Auguriamoci, per il bene dell’Italia, che il governo possa raggiungere tutti i traguardi richiesti dal PNRR per l’anno 2022, ma certo chi reputa l’Esecutivo guidato da Mario Draghi più forte impone un azzardo alla propria onestà intellettuale.
Mezza classe politica, per non dire tutta, esce a pezzi dalle vicende che hanno segnato l’elezione del nuovo/(vecchio) Presidente della Repubblica. Vicende che, peraltro, hanno coinvolto -e non per caso o solo di riflesso- l’illustre inquilino di Palazzo Chigi che, stando alle voci bene informate, avrebbe addirittura preso parte attiva sia nel porsi di traverso a candidature anche assai autorevoli, sia nel vestire i panni del kingmaker per il Mattarella Bis.

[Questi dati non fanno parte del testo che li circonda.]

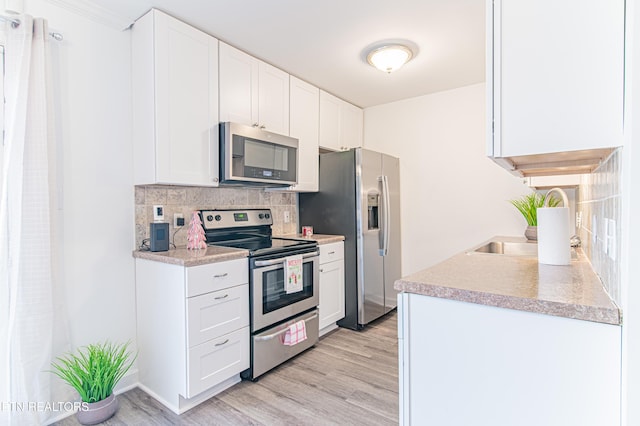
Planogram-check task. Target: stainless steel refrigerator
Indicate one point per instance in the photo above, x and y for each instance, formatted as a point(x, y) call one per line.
point(359, 197)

Ma c’è di più. Alla frantumazione dell’arco parlamentare si sommano sia i malumori interni al Consiglio dei Ministri di cui lo strappo palesato dalla delegazione del Carroccio (Gianfranco Giorgetti assente e Massimo Garavaglia con Erika Stefani astenuti) sulle nuove anti-pandemia per la scuola, ne sono solo un amaro aperitivo, che -cosa assai sottovalutata- appuntamenti alquanto scivolosi per la stabilità di governo a partire dalle elezioni amministrative di primavera banco di prova decisivo per alcune leadership (Matteo Salvini e Giuseppe Conte tanto per non fare nomi).
Pietanze con il contorno dei referendum sulla giustizia: sale sulle ferite vive del Movimento 5 Stelle per giungere -infine- ed una finanziaria (che inizia con il documento di Economia e Finanza di metà anno) da assalto alla diligenza: vero inizio della campagna elettorale per il voto della primavera 2023.
Insomma un “anno dei lunghi coltelli” che rischia di fare a pezzi molti degli auspici e delle speranze che con la salita di Mario Draghi a Palazzo Chigi si erano -forse troppo precipitosamente- levati in coro.